\noindent
\begin{abstract}
  Effective discovery and integration of ecological data within data
  management systems requires rich semantic information that can
  describe and relate the types of information contained within
  disparate data sets. Within the Semtools project, we have developed
  approaches for expressing and representing semantic annotations of
  data sets for supplementing attribute and data-level metadata with
  terms drawn from domain-specific ontologies. Annotations provide a
  formal mechanism that can be used together with reasoning systems to
  enhance existing data discovery and integration approaches.  We
  describe extensions to the Ecological Metadata Language (EML) and
  associated tools for storing and using semantic annotations.
  Specifically, we describe new user interface components implemented
  within the Morpho metadata editor for capturing user-supplied
  semantic annotations, extensions to the Metacat system for storing
  and accessing annotations and corresponding OWL-DL ontologies, and a
  new API within Metacat that uses annotation metadata to provide
  concept-based search and integration of data sets.

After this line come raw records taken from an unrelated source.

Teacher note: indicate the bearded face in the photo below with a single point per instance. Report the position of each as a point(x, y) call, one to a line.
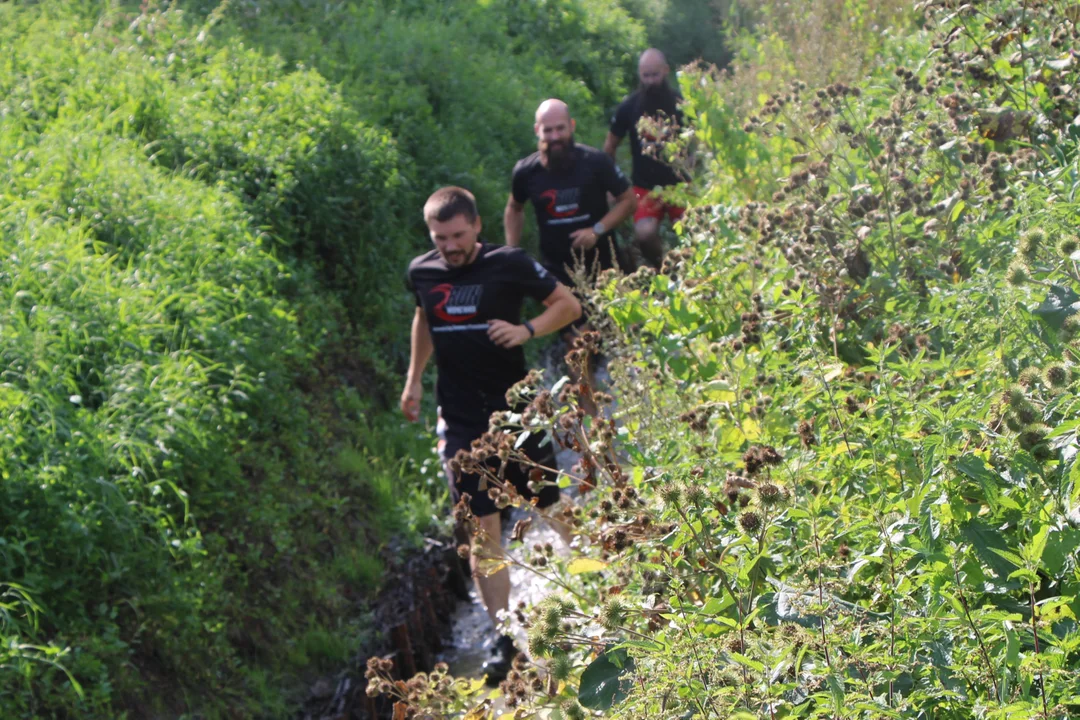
point(558, 152)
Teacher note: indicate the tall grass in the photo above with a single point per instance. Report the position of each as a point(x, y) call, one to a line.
point(201, 323)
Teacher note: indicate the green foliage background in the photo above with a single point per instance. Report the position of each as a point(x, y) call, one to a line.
point(844, 480)
point(204, 217)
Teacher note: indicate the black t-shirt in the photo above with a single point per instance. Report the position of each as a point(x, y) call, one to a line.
point(474, 374)
point(567, 200)
point(648, 172)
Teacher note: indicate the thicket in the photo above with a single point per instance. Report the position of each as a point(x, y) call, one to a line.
point(844, 479)
point(202, 318)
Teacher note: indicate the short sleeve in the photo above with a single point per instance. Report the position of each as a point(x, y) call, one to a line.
point(410, 286)
point(531, 276)
point(611, 176)
point(620, 120)
point(517, 185)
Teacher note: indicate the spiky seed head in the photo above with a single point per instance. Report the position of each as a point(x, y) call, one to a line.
point(1015, 396)
point(1067, 245)
point(671, 494)
point(1070, 329)
point(562, 666)
point(1033, 435)
point(539, 641)
point(1056, 375)
point(696, 494)
point(1031, 242)
point(1029, 377)
point(1027, 413)
point(770, 494)
point(751, 521)
point(613, 614)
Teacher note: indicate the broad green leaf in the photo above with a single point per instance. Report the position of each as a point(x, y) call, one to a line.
point(599, 687)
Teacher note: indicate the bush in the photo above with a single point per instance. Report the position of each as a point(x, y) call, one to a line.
point(173, 288)
point(846, 479)
point(202, 323)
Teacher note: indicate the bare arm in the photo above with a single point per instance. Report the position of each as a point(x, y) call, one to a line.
point(513, 220)
point(624, 206)
point(420, 349)
point(611, 144)
point(562, 309)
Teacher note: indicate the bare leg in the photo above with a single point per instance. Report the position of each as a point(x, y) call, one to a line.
point(647, 239)
point(494, 588)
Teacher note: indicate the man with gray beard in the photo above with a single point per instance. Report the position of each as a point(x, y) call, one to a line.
point(568, 185)
point(656, 102)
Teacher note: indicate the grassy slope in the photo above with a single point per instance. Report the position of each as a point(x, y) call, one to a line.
point(849, 407)
point(201, 323)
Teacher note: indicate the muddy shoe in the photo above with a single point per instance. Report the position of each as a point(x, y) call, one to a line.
point(502, 660)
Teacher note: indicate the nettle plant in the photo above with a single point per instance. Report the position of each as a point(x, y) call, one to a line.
point(842, 478)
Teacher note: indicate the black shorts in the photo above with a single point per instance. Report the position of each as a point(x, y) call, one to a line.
point(538, 450)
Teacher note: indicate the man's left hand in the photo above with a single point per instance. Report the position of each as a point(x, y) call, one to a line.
point(583, 240)
point(507, 335)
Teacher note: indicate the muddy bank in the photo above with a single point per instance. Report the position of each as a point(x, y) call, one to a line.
point(430, 610)
point(415, 611)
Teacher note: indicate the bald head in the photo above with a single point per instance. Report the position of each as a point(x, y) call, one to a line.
point(554, 128)
point(652, 68)
point(553, 111)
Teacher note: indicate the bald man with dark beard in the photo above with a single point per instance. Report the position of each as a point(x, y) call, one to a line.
point(568, 185)
point(656, 100)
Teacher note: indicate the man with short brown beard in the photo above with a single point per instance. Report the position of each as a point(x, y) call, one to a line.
point(657, 102)
point(568, 185)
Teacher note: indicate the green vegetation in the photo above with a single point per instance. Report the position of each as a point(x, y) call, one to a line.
point(204, 219)
point(845, 483)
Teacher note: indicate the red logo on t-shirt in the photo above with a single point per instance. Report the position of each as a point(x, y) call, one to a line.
point(458, 303)
point(561, 203)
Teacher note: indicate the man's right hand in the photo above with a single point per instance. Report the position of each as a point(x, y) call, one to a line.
point(410, 401)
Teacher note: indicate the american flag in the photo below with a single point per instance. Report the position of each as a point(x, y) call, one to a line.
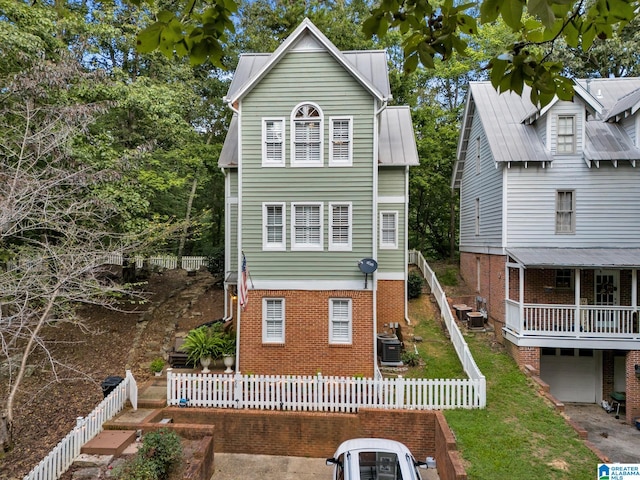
point(243, 295)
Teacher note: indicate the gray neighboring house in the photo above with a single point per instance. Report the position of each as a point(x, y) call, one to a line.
point(550, 232)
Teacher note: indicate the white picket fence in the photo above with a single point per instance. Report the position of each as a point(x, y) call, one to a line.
point(320, 393)
point(169, 262)
point(460, 345)
point(62, 456)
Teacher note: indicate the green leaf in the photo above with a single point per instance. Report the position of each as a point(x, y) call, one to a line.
point(588, 36)
point(490, 9)
point(498, 67)
point(149, 38)
point(512, 13)
point(467, 24)
point(165, 16)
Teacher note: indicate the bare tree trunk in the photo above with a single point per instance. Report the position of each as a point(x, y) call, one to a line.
point(7, 414)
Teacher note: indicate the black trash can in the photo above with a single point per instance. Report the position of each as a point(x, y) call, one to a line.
point(109, 384)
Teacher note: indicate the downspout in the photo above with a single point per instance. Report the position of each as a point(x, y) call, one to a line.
point(374, 280)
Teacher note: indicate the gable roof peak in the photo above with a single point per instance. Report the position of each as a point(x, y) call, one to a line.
point(307, 37)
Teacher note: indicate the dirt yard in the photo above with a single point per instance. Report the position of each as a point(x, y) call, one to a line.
point(49, 402)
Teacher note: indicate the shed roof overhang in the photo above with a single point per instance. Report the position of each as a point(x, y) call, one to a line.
point(576, 257)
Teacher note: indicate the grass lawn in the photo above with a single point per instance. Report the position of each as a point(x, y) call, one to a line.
point(519, 435)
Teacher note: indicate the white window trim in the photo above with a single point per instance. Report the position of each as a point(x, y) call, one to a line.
point(573, 212)
point(332, 161)
point(573, 135)
point(345, 247)
point(340, 341)
point(384, 245)
point(306, 246)
point(294, 163)
point(266, 339)
point(281, 162)
point(266, 245)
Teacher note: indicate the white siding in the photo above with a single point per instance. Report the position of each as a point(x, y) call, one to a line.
point(606, 198)
point(487, 186)
point(630, 126)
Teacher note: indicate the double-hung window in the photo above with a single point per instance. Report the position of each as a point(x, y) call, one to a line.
point(340, 226)
point(307, 136)
point(273, 320)
point(388, 229)
point(306, 226)
point(565, 211)
point(566, 134)
point(273, 141)
point(341, 146)
point(340, 320)
point(273, 226)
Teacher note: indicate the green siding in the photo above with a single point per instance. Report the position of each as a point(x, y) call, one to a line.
point(307, 77)
point(391, 181)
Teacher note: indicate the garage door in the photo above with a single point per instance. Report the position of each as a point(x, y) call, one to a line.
point(571, 374)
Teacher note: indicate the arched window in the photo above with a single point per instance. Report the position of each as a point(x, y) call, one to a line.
point(307, 136)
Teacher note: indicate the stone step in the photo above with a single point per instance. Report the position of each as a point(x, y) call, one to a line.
point(109, 442)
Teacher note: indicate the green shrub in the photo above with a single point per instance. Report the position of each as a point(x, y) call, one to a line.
point(449, 277)
point(160, 453)
point(414, 285)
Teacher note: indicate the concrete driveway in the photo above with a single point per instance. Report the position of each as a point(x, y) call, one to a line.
point(232, 466)
point(616, 439)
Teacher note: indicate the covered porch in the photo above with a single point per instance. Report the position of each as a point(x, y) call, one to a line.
point(587, 295)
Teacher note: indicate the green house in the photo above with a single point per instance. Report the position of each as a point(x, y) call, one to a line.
point(316, 164)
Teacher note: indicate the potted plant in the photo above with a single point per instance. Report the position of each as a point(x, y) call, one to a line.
point(202, 345)
point(156, 366)
point(228, 351)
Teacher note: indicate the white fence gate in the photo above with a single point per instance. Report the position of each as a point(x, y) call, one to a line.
point(62, 456)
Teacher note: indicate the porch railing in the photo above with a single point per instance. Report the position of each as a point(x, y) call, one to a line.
point(572, 320)
point(320, 393)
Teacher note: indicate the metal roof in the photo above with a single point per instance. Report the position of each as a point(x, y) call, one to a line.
point(397, 144)
point(306, 36)
point(630, 103)
point(510, 140)
point(608, 141)
point(370, 64)
point(609, 91)
point(576, 257)
point(396, 140)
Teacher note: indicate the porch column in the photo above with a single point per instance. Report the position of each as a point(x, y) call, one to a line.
point(576, 295)
point(521, 295)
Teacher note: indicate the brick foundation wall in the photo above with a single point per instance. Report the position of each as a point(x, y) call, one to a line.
point(633, 386)
point(525, 356)
point(317, 435)
point(390, 303)
point(306, 350)
point(492, 284)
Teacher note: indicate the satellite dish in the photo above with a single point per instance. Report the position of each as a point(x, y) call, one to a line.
point(368, 265)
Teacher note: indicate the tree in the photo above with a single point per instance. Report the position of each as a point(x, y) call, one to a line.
point(54, 246)
point(431, 30)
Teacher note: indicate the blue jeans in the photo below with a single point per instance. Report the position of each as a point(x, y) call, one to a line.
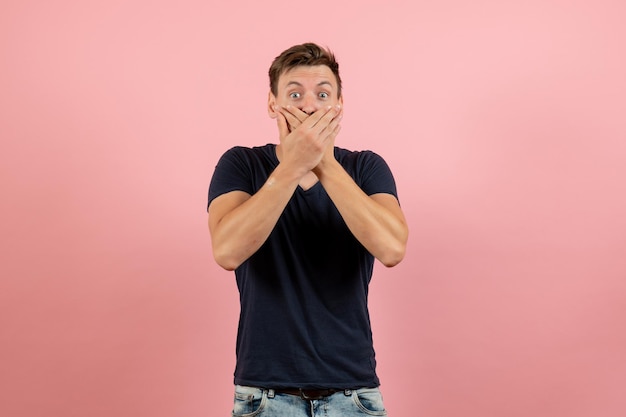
point(258, 402)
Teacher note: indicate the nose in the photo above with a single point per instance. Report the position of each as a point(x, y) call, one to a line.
point(309, 104)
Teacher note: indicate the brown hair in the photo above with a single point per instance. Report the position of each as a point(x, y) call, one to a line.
point(307, 54)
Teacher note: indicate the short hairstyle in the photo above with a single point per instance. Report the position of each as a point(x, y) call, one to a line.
point(307, 54)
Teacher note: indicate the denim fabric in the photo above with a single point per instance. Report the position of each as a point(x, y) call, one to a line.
point(258, 402)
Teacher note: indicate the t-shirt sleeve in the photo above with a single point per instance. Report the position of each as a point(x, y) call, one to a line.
point(232, 173)
point(375, 175)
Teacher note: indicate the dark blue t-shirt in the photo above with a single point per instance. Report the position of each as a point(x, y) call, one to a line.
point(304, 319)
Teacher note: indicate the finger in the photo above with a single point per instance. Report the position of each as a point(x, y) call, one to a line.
point(297, 113)
point(333, 127)
point(283, 127)
point(292, 120)
point(325, 117)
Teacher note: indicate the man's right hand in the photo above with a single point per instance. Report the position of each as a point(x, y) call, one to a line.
point(303, 146)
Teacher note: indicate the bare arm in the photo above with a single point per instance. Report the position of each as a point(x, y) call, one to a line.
point(239, 223)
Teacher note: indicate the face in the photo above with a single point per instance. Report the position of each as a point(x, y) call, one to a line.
point(308, 88)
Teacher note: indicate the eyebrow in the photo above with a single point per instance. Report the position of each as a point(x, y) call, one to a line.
point(300, 85)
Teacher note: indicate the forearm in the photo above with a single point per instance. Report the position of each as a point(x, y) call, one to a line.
point(380, 227)
point(242, 230)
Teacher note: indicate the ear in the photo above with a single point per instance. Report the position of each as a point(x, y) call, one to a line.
point(271, 104)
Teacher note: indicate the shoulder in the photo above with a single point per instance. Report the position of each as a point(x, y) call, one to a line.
point(249, 152)
point(358, 159)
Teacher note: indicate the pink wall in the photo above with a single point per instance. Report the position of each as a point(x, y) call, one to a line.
point(505, 127)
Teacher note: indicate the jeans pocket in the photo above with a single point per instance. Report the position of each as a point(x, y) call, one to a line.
point(248, 401)
point(369, 401)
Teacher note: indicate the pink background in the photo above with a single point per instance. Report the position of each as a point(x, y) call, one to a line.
point(504, 123)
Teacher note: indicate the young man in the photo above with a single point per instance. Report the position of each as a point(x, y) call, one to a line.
point(300, 223)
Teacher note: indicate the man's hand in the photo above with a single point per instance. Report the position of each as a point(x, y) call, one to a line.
point(305, 139)
point(294, 116)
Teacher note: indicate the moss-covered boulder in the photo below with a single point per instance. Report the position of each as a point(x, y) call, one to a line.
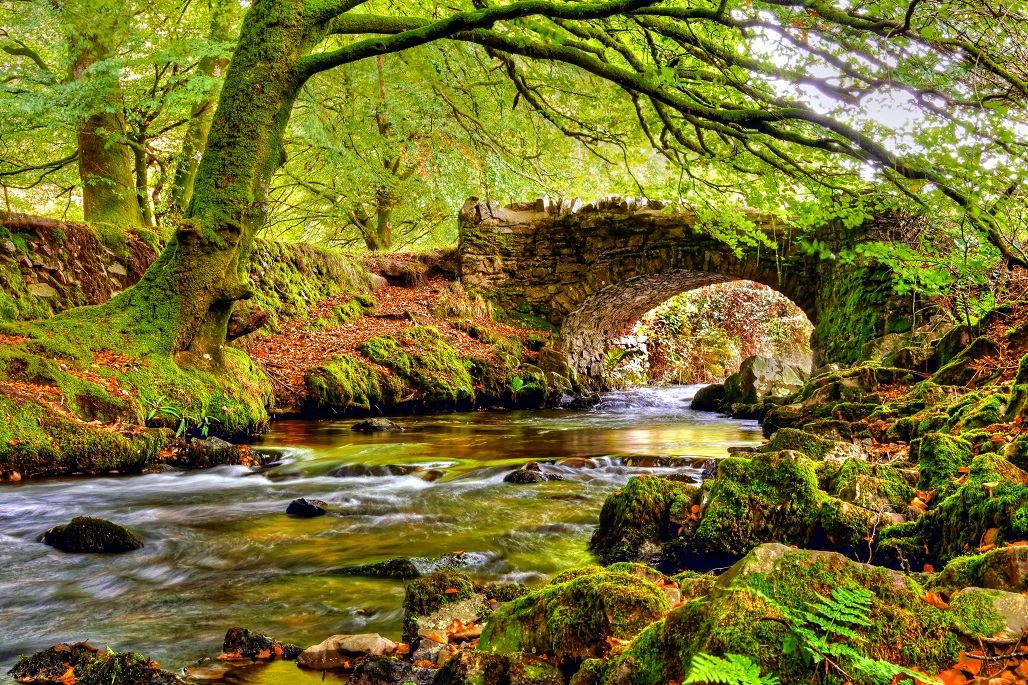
point(478, 668)
point(639, 519)
point(428, 595)
point(990, 508)
point(773, 498)
point(427, 362)
point(873, 487)
point(940, 459)
point(85, 534)
point(750, 608)
point(1004, 569)
point(1018, 406)
point(86, 665)
point(572, 617)
point(346, 385)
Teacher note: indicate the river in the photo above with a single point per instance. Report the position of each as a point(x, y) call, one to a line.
point(220, 551)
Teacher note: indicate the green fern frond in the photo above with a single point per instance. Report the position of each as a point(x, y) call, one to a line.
point(728, 670)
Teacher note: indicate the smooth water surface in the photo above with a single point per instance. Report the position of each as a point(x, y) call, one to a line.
point(220, 551)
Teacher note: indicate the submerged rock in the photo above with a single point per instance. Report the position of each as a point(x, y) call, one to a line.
point(708, 398)
point(575, 614)
point(303, 508)
point(531, 472)
point(389, 671)
point(341, 651)
point(761, 376)
point(85, 534)
point(85, 664)
point(241, 643)
point(400, 567)
point(376, 426)
point(427, 596)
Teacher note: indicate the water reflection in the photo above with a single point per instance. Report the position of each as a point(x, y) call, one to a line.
point(220, 551)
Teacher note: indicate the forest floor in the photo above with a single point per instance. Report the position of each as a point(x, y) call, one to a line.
point(301, 344)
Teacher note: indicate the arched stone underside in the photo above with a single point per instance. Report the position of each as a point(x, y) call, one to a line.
point(592, 269)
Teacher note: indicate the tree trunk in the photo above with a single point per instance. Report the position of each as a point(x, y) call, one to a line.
point(189, 292)
point(105, 164)
point(203, 112)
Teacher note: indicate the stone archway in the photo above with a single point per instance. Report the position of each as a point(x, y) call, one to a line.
point(590, 269)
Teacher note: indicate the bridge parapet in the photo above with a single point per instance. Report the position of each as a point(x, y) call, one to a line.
point(593, 268)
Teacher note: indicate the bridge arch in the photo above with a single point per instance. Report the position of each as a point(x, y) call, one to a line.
point(591, 269)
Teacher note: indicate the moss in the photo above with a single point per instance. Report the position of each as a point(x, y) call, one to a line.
point(978, 411)
point(1019, 392)
point(85, 534)
point(994, 496)
point(638, 518)
point(734, 618)
point(808, 443)
point(505, 591)
point(775, 498)
point(429, 365)
point(573, 619)
point(940, 457)
point(346, 385)
point(871, 487)
point(427, 595)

%   The Data Manager paper from the last EIM included semantic
%   foreshadowing in the 'future directions' section and this is a
%   logical continuation of that work. Previously, we saw that the DM
%   library enabled data integration tasks provided we knew exactly
%   which data attributes from exactly which datasets were "compatible"
%   with each other. Here "compatible" means not simply structurally
%   similar (e.g. decimal numbers) but also conceptually similar
%   (e.g. ocean water temperature in C). By including rich semantic
%   annotations we initially show simple integration capabilities where
%   the subject domain of our data corpus is relatively constrained
%   (i.e. SBC-LTER) and the observational models represented are
%   minimally variable (i.e. context excluded). Semantically-enahnced
%   query capabilities facilitate this 'smart integration' in multiple
%   ways.
%   First, the corpus is refined through compound concept-based
%   queries that exercise OBOE-compatible ontological subsumption
%   hierarchies to locate roughly equivalent attributes across
%   datasets. Additional query constraints are defined in relation to
%   the precise observational model formally expressed in OBOE. Finally,
%   the actual data values are interrogated so that only those that fall
%   in the desired range are returned. From this resultant subset of
%   disparate data objects we create a single synthetic data product
%   that represents a 'materialization' of the observations. Technical
%   discussion will include high-level descriptions of the
%   infrastructure and tools employed with focus on our development in
%   the rapidly evolving semantic frontier where scalability and best
%   practices are particularly germane and equally elusive.
\end{abstract}

\vspace{3pt}
\noindent {\small{\bf{\em Keywords}---ontologies; annotation; data
  discovery and integration}}


%%% Local Variables: 
%%% mode: latex
%%% TeX-master: "main"
%%% End: